The NHL playoffs kick-off today, and so in the spirit of any sports fan, it seems only right that I review a hockey film this week. Considering that I am more than partial to the works of Jay Baruchel and Evan Goldberg, I decided to watch something written by the duo, the 2011 Michael Dowse-directed film Goon. And yes, before you say it, the sequel, Goon: Last of the Enforcers, only opened in theatres last month, so my timing might otherwise seem a little off. But it is something I will definitely get around to watching and reviewing given the chance, considering just how much I enjoyed this often funny, generally profane, but surprisingly touching first instalment.

Loosely based on true events, Goon tells the story of Doug Glatt (Seann William-Scott), a dim-witted but good-natured bouncer, who seeks a greater purpose in his life than just using his strength and fighting ability to deal with drunks. Doug is then offered to play for his local hockey team, after easily pulverising a player who tries to attack his foul-mouthed friend Pat (Jay Baruchel) while in the stands. As Doug hones his hockey abilities and proves his worth as an enforcer, he is eventually sent to the minor leagues to play for the Halifax Highlanders, in the hopes of helping their star player regain his confidence with Doug there to protect him.

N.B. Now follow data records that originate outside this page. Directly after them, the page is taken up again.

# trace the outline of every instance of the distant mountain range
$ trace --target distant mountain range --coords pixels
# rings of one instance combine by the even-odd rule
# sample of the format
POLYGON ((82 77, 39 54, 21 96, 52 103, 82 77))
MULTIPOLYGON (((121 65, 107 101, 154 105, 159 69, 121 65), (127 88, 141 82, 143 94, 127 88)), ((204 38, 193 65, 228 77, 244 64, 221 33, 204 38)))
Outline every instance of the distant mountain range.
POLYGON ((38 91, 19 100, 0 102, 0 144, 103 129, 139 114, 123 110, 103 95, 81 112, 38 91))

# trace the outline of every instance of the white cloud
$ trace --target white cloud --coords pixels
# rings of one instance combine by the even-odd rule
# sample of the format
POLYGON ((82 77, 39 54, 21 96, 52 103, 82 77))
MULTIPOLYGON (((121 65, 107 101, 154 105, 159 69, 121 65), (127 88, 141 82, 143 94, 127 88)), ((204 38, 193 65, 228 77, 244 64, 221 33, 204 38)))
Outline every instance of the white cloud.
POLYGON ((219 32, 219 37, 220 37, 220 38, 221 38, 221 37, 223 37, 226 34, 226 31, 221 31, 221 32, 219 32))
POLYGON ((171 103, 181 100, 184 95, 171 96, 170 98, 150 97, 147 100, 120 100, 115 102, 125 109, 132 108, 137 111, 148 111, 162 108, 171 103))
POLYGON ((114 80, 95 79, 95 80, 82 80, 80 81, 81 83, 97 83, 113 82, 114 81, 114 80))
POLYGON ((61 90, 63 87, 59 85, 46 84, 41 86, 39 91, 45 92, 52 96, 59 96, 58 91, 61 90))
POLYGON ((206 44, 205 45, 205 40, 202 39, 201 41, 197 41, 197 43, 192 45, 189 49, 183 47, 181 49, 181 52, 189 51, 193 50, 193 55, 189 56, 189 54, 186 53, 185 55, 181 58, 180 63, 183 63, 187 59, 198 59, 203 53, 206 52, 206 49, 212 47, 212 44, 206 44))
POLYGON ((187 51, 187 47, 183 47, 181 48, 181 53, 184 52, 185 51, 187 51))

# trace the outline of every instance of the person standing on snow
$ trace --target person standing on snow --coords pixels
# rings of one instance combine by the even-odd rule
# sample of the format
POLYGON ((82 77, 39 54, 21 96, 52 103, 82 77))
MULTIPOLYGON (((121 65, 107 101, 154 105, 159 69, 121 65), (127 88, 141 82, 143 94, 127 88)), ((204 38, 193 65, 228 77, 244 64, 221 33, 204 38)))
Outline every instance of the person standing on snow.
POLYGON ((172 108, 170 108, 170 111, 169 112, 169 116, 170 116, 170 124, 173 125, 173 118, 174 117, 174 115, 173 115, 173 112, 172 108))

Going by my description here, Goon sounds like another run-of-the-mill underdog story with elements of comedy thrown in for good measure. While I admit the story is somewhat predictable due to the type of story Baruchel and Goldberg are telling, their screenplay manages to transcend genre conventions with smart pacing, thoughtfully written characters, and the graceful juggling of several plot threads…even if they do milk the whole ‘Will they?/Won’t they?’ element between Doug and his love interest Eva (Alison Pill) a little too much.

Of course none of this would matter if the direction and performances didn’t do the impressive script any justice, but thankfully everyone involved pretty much knocks it out of the park (I know, it’s a baseball reference, but you get the picture!). Dowse’s excellent direction uses visual ques which offer greater insight into the film’s characters, especially Doug. It could be a very subtle moment, like when Doug quits his security job by slamming uniform on the bar, before immediately running his hands over the uniform to make sure it stays neatly folded. Or it could be an ongoing visual, like the depiction of Doug’s refusal to walk over the team crest on the dressing room floor; a habit his teammates later adopt. I love it when filmmakers use visuals like these to further express character, all without having uttered a word.

While the cast do great jobs in their respective roles, the film hinges on the performance of William-Scott, who thankfully delivers the most empathetic performance I have ever seen from the American Pie actor. While his character may not seem to require much depth on the surface, what cannot be overlooked is William-Scott’s ability to make Doug so pleasant and likeable; sometimes even when he’s beating the crap out of someone. But it is the moments where Doug expresses his own insecurities that William-Scott truly shines, moving me in ways I never expected.

So it is fair to say that I greatly enjoyed Goon. It may be fairly traditional as far as its story structure goes, but it far exceeds the sum of its own parts by virtue of all those involved, cast and crew alike. If you’re a hockey fan, this perfect way to get pumped in time for the playoffs, but I would also recommend it to anyone, sports fan or not, who enjoys a foul-mouthed, even theatrically violent comedy with a heart of gold.